Alan Christoffersen is one those of people that everyone envies. He makes good money, has a successful business, is well-respected in society, and has an adorable wife (McKale). Nothing bad ever seems to touch his life – until the day that McKale falls off a horse that she is riding, and is paralyzed. From that point on, things start to fall apart. He turns his business over to his partner, who yanks the company out from under him. McKale develops a terrible infection and dies. As Alan grieves, his house is foreclosed on, and his cars repossessed. What is a man to do in that situation? Alan decides to have his assistant sell off his assets, leave everything behind, and set off on a cross-country walk.
The story reminded me a bit of Forrest Gump, who ran across the country after the pain of losing his great love, Jenny. Walking or running can be a great thing to do after a person has experienced great loss. It keeps your body healthy, while giving you a lot of time to think, and hopefully get past your grief.

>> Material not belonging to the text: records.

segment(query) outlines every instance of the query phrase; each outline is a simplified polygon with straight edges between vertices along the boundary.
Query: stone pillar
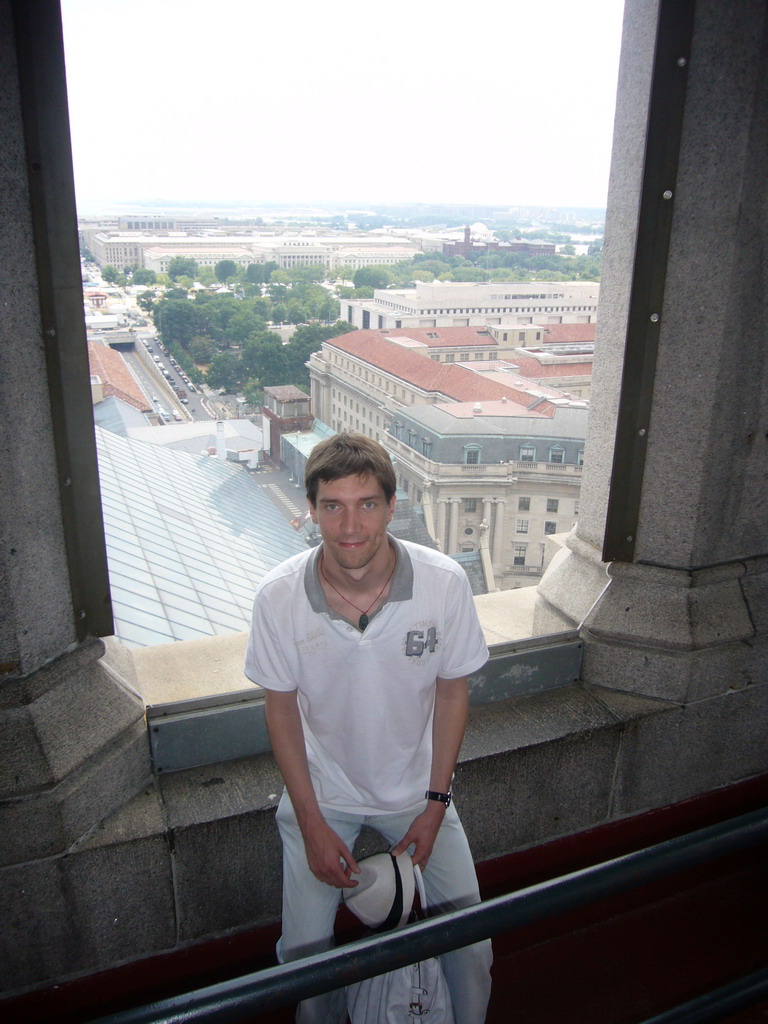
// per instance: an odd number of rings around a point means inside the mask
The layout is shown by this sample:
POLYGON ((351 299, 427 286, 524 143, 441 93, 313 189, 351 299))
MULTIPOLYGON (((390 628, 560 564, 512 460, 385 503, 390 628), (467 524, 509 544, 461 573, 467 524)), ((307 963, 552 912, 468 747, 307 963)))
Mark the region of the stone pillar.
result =
POLYGON ((450 500, 451 505, 451 518, 449 519, 449 543, 447 543, 447 554, 455 555, 459 550, 459 506, 461 505, 461 498, 452 498, 450 500))
MULTIPOLYGON (((57 37, 55 17, 49 15, 50 10, 38 13, 38 23, 32 29, 27 23, 23 37, 31 48, 37 43, 45 51, 45 68, 38 68, 36 75, 54 79, 50 89, 31 90, 31 105, 38 103, 30 126, 31 144, 41 125, 63 126, 65 134, 67 128, 60 34, 57 37)), ((31 16, 34 23, 34 12, 31 16)), ((20 24, 25 22, 22 17, 20 24)), ((95 638, 79 642, 75 628, 79 605, 73 601, 68 550, 72 524, 66 525, 62 494, 68 479, 77 484, 79 467, 72 470, 72 478, 59 481, 54 391, 45 348, 48 339, 62 338, 68 330, 75 337, 79 332, 82 348, 77 354, 87 368, 72 168, 69 145, 66 153, 55 144, 41 145, 33 164, 35 180, 38 187, 41 180, 55 180, 58 205, 47 210, 51 219, 45 224, 46 233, 41 237, 38 224, 36 236, 28 179, 31 158, 22 114, 23 79, 14 22, 5 0, 0 3, 0 65, 6 70, 0 119, 0 291, 4 296, 0 319, 0 862, 9 865, 65 853, 146 784, 151 766, 141 701, 99 660, 102 642, 95 638), (45 247, 52 248, 51 239, 67 233, 53 219, 62 208, 69 211, 72 245, 50 251, 45 247), (63 288, 62 281, 75 284, 63 288), (51 293, 53 311, 46 307, 49 326, 44 337, 41 294, 51 293), (79 323, 67 322, 72 309, 79 323), (50 326, 51 318, 54 326, 50 326)), ((61 343, 48 341, 51 346, 61 343)), ((58 354, 56 348, 48 350, 49 356, 51 352, 58 354)), ((87 390, 87 381, 82 384, 87 390)), ((90 504, 83 500, 77 508, 83 516, 101 514, 97 495, 90 504)), ((98 543, 98 532, 93 529, 93 545, 98 543)))
POLYGON ((439 551, 445 551, 445 506, 447 505, 447 499, 439 498, 437 500, 437 549, 439 551))
POLYGON ((768 10, 696 6, 634 561, 606 577, 655 7, 626 9, 582 514, 537 626, 583 624, 585 680, 687 702, 766 679, 768 10))
POLYGON ((507 508, 507 501, 504 498, 496 499, 496 522, 494 524, 494 565, 500 571, 504 571, 504 515, 507 508))

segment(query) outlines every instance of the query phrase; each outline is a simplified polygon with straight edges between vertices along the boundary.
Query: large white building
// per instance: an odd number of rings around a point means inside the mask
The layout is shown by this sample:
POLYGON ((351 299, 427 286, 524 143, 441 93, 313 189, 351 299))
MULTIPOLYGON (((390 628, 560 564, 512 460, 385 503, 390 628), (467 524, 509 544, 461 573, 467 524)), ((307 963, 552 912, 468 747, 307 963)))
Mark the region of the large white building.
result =
POLYGON ((377 289, 372 299, 344 299, 341 318, 353 327, 472 327, 591 324, 600 286, 594 282, 419 282, 377 289))
MULTIPOLYGON (((155 226, 152 220, 129 223, 155 226)), ((335 270, 351 266, 356 270, 361 266, 398 263, 421 252, 418 245, 392 236, 348 231, 317 234, 297 230, 276 234, 253 228, 237 233, 216 230, 151 233, 81 225, 80 236, 99 266, 110 265, 118 270, 127 266, 164 270, 174 256, 189 256, 207 265, 220 259, 234 259, 238 263, 274 262, 282 269, 324 266, 335 270)))
MULTIPOLYGON (((504 344, 483 328, 354 331, 309 358, 314 416, 381 441, 433 540, 480 551, 492 590, 537 583, 546 537, 573 525, 587 426, 575 388, 504 344)), ((590 362, 567 370, 588 389, 590 362)))
POLYGON ((486 552, 489 589, 509 590, 538 583, 547 537, 575 524, 586 433, 586 403, 439 402, 397 416, 384 444, 437 546, 486 552))

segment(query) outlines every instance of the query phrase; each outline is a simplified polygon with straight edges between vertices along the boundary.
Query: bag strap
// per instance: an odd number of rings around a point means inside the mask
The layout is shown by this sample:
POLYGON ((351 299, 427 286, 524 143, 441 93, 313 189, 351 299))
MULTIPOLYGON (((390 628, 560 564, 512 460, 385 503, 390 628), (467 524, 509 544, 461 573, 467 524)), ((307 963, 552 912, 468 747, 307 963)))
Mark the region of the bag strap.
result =
POLYGON ((427 905, 427 894, 424 891, 424 879, 421 873, 421 867, 418 864, 414 864, 414 877, 416 879, 416 889, 419 893, 419 902, 421 903, 421 911, 425 918, 429 916, 428 905, 427 905))

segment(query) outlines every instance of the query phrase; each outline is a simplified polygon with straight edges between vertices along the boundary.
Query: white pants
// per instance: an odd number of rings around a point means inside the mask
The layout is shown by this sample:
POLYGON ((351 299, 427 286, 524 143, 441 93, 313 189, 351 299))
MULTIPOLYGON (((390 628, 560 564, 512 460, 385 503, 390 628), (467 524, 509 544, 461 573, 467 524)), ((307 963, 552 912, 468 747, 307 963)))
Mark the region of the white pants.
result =
MULTIPOLYGON (((354 815, 324 808, 328 824, 352 849, 364 824, 381 833, 394 846, 416 817, 406 814, 354 815)), ((278 808, 283 840, 283 935, 278 943, 281 963, 324 952, 334 944, 333 930, 341 890, 319 882, 310 871, 304 840, 287 793, 278 808)), ((430 912, 445 912, 480 902, 472 854, 456 808, 445 812, 432 854, 424 870, 430 912)), ((490 940, 476 942, 440 956, 454 1014, 461 1024, 482 1024, 490 996, 490 940)), ((344 1024, 344 990, 305 999, 299 1005, 300 1024, 344 1024)))

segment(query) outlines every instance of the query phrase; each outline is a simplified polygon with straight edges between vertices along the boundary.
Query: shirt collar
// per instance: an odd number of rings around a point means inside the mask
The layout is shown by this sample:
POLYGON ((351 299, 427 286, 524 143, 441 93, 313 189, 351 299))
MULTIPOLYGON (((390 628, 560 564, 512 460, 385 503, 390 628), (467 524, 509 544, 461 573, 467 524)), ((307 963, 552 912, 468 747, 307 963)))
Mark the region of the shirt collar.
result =
MULTIPOLYGON (((398 541, 396 537, 392 537, 391 534, 387 534, 387 539, 394 548, 397 565, 395 566, 392 581, 389 584, 387 598, 378 611, 374 612, 374 615, 378 614, 381 608, 390 601, 410 601, 414 595, 414 566, 408 549, 404 544, 398 541)), ((328 601, 326 600, 326 594, 319 579, 319 557, 322 553, 323 545, 319 544, 316 548, 312 549, 307 559, 304 569, 304 591, 312 611, 326 612, 332 618, 342 618, 342 615, 337 615, 335 611, 329 608, 328 601)))

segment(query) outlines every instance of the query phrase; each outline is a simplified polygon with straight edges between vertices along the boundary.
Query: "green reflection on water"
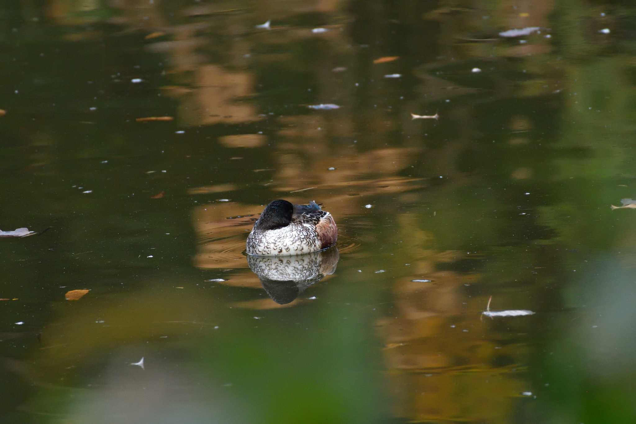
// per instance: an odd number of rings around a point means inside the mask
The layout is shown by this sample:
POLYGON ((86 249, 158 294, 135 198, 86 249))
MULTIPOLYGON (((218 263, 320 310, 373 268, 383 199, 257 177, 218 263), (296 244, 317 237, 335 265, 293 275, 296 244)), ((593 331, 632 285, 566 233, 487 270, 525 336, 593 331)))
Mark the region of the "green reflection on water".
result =
POLYGON ((0 243, 4 421, 633 422, 633 18, 0 7, 0 229, 50 228, 0 243), (278 198, 340 229, 289 302, 242 254, 278 198))

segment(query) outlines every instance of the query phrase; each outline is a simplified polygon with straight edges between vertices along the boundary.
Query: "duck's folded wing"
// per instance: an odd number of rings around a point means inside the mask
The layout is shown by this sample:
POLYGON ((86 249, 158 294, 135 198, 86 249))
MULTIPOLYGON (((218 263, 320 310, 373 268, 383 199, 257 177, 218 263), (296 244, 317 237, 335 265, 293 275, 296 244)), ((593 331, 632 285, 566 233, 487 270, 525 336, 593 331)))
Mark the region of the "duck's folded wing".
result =
POLYGON ((294 215, 312 212, 321 209, 320 205, 312 200, 308 205, 294 205, 294 215))
POLYGON ((294 208, 294 214, 291 217, 291 222, 299 224, 311 224, 312 225, 316 226, 318 225, 321 219, 328 215, 329 215, 328 212, 321 210, 320 209, 296 213, 296 209, 294 208))

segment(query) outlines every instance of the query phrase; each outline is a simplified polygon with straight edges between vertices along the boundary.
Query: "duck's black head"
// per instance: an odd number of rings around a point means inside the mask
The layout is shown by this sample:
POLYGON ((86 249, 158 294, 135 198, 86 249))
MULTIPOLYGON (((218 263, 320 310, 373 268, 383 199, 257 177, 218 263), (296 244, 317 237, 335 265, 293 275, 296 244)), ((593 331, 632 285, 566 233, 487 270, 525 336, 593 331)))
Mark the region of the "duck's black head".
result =
POLYGON ((287 200, 274 200, 261 214, 261 217, 254 224, 254 229, 266 231, 276 229, 289 225, 294 205, 287 200))

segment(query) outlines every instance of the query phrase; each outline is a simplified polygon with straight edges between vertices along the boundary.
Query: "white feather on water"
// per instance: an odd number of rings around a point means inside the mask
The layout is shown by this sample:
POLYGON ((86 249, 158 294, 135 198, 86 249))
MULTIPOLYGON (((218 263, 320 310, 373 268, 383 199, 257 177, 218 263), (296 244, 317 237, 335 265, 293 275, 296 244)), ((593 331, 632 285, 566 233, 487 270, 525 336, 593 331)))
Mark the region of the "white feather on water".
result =
POLYGON ((534 312, 526 309, 510 309, 506 311, 491 311, 490 301, 492 296, 488 299, 488 304, 486 305, 486 310, 481 313, 482 315, 490 317, 491 318, 495 317, 523 317, 525 315, 534 315, 534 312))
POLYGON ((481 313, 487 317, 523 317, 523 315, 534 315, 532 311, 525 309, 511 309, 508 311, 484 311, 481 313))

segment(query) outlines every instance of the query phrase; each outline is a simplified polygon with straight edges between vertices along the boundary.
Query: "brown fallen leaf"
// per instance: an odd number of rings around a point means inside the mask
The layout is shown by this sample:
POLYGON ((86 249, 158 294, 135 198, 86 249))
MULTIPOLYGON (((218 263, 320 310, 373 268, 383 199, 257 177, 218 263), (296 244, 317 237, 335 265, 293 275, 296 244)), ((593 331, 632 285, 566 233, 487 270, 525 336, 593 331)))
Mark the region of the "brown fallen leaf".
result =
POLYGON ((172 116, 148 116, 147 118, 137 118, 135 120, 137 122, 150 122, 152 121, 172 121, 174 119, 172 116))
POLYGON ((612 210, 614 210, 614 209, 623 209, 624 208, 627 208, 628 209, 636 209, 636 205, 634 205, 633 203, 630 203, 628 205, 625 205, 625 206, 614 206, 614 205, 612 205, 610 207, 612 209, 612 210))
POLYGON ((157 37, 161 37, 162 36, 165 36, 165 32, 162 32, 161 31, 157 31, 156 32, 151 32, 148 35, 144 37, 144 39, 149 40, 151 38, 156 38, 157 37))
POLYGON ((86 289, 81 290, 71 290, 69 292, 66 292, 65 296, 66 297, 66 300, 80 300, 89 291, 90 291, 86 290, 86 289))
POLYGON ((385 64, 387 62, 393 62, 399 58, 399 56, 385 56, 380 57, 373 60, 374 64, 385 64))
POLYGON ((411 120, 439 120, 439 115, 438 114, 435 114, 434 115, 416 115, 414 113, 411 114, 411 120))
POLYGON ((384 350, 386 350, 387 349, 394 349, 396 348, 399 348, 399 346, 404 345, 404 343, 389 343, 388 345, 384 346, 384 350))

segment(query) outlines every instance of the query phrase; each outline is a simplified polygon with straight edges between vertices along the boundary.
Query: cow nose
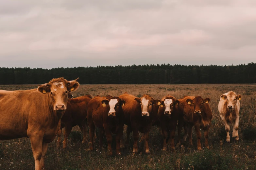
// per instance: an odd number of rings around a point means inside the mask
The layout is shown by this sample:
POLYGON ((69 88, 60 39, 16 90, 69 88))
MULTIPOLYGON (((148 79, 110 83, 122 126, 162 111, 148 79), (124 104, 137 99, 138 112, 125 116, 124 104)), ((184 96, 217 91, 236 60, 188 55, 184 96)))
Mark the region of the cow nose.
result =
POLYGON ((195 112, 196 113, 200 113, 200 111, 199 110, 195 110, 195 112))
POLYGON ((109 113, 109 116, 115 116, 115 114, 114 112, 110 112, 109 113))
POLYGON ((56 110, 57 111, 62 111, 64 110, 64 105, 56 105, 55 106, 56 110))
POLYGON ((142 112, 142 116, 147 116, 147 112, 142 112))

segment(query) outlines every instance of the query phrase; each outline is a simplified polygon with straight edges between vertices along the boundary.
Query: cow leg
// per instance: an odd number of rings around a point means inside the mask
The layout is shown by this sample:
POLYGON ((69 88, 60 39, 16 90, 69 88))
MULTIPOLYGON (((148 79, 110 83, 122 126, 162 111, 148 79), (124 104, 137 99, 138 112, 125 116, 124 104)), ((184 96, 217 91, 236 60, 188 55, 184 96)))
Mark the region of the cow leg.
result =
MULTIPOLYGON (((40 160, 42 157, 43 152, 43 134, 39 136, 38 135, 30 136, 33 156, 35 159, 35 170, 41 170, 42 166, 40 164, 40 160)), ((40 134, 41 135, 41 134, 40 134)))
POLYGON ((162 123, 162 134, 163 139, 163 150, 167 150, 167 144, 166 143, 166 139, 167 138, 167 129, 166 123, 162 123))
POLYGON ((227 122, 225 117, 222 117, 221 119, 222 120, 223 122, 224 123, 224 125, 225 126, 225 129, 227 132, 226 141, 228 142, 230 142, 230 137, 229 136, 229 130, 230 129, 230 127, 227 122))
POLYGON ((149 148, 148 146, 148 139, 149 138, 150 131, 150 129, 149 129, 149 130, 148 130, 145 133, 144 133, 144 137, 143 138, 145 141, 145 151, 146 153, 149 153, 149 148))
POLYGON ((105 133, 104 129, 100 128, 99 131, 99 146, 100 149, 101 149, 102 147, 102 141, 104 133, 105 133))
POLYGON ((91 150, 93 150, 94 136, 95 133, 95 125, 93 122, 89 123, 90 129, 89 130, 89 134, 90 135, 90 143, 89 144, 89 147, 91 150))
POLYGON ((141 140, 139 142, 140 143, 142 142, 143 140, 144 140, 144 134, 142 134, 142 136, 141 136, 141 140))
POLYGON ((88 131, 88 124, 87 122, 84 121, 81 124, 78 125, 81 131, 83 133, 83 141, 82 143, 85 143, 87 141, 87 134, 88 131))
POLYGON ((170 135, 169 139, 168 140, 168 144, 170 145, 171 148, 173 150, 174 149, 174 137, 175 136, 176 127, 177 126, 177 121, 171 122, 169 124, 170 125, 170 127, 169 128, 170 135))
MULTIPOLYGON (((189 133, 189 132, 188 132, 188 131, 189 130, 189 128, 188 127, 188 126, 186 124, 184 124, 184 135, 183 136, 183 141, 185 141, 187 140, 187 137, 188 136, 188 134, 189 133)), ((191 129, 192 129, 192 127, 191 127, 191 129)), ((192 140, 192 132, 191 132, 191 140, 192 140)), ((189 138, 189 136, 188 136, 189 138)), ((191 143, 192 142, 191 142, 191 143)))
POLYGON ((238 122, 239 122, 239 117, 237 116, 233 121, 233 133, 232 137, 235 137, 236 141, 239 140, 238 136, 238 122))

Most of the book is actually not Alan walking, but everything that leads up to it. If the book had quickly rushed into his cross-country walk, the reader would not have had the full impact of how lonely and devastated Alan was. This novel mirrors what a lot of people go through where the main person they love dies. All their time and love has been focused on one person. They have no other friends. When the one person they care about dies, their world is devastated.
What I took away from the book was this: it’s wonderful to have a great love for one person, but remember to also cultivate friendships and show interest in other people. Don’t put all your emotional eggs in one basket. If that one egg breaks, you have lost everything.